Willing to Die for an Education
Attacked for promoting secularism. At age 14, sitting on a school bus, a gun aimed at her head, a bullet just grazing her brain, all because she wanted an education. Malala Yousafzai, a student, one of the youngest education activists, shot by the Taliban for promoting secularism.
At age 11, Malala started writing a blog for the BBC Urdu. Her blog entries reflected her life - being with her friends, her family, her school and her studies. While her writings were non-political, they clearly exhibited a desire for the right of females to have an education.
What can students all over the world learn from Malala? Here is a young girl basically willing to die for an education. She has already accomplished so much in such a short amount of time. Accomplishments include:
- Participated in the Institute for War and Peace Reporting's Open Minds project. This project was designed to bring journalism training and discussions of current affairs to 42 schools in Pakistan.
- Nominated by Desmond Tutu, she was awarded the International Children's Peace Prize.
- Awarded Pakistan's first National Youth Peace Prize.
- Nominated for Nobel Peace Prize.
I suspect schoolchildren here in the United States would have a hard time understanding what it is like to have death threats slipped under their front door or published in a newspaper for speaking out about education. Or even to imagine what it would be like to have a fundamentalist militant movement plotting to kill you.

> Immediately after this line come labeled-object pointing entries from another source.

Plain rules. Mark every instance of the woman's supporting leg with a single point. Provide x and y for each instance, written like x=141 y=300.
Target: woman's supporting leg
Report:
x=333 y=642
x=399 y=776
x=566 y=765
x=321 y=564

"I think of it often and imagine the scene clearly. Even if they come to kill me, I will tell them what they are trying to do is wrong, that education is our basic right." —Malala Yousafzai envisioning a confrontation with the Taliban
Sure, gun violence in our school system is a problem, but the threat is not coming from an outside organized group determined to keep girls from pursuing education. Some kids don't even want to go to school - truancy rates and high school graduation rates are problematic for many school districts and neighborhood communities.
The bullet that hit Malala went through her head, neck, and ended in her shoulder. It's going to be a lengthy recuperating process, but doctors think a good recovery is possible. Let's hope so. And let's hope Malala's own success has inspired other young people, both boys and girls, to get involved in education.
Malala Yousafzai is from the town of Mingora in the Swat District of Pakistan's Khyber Pakhtunkhwa province. Kids, start your homework here, learn more about her home and the struggles she has and will have to overcome. Think about the actions you could take to communicate education on her behalf and why education is so important. If things aren't working in your school, what sort of plans could you make for education reform?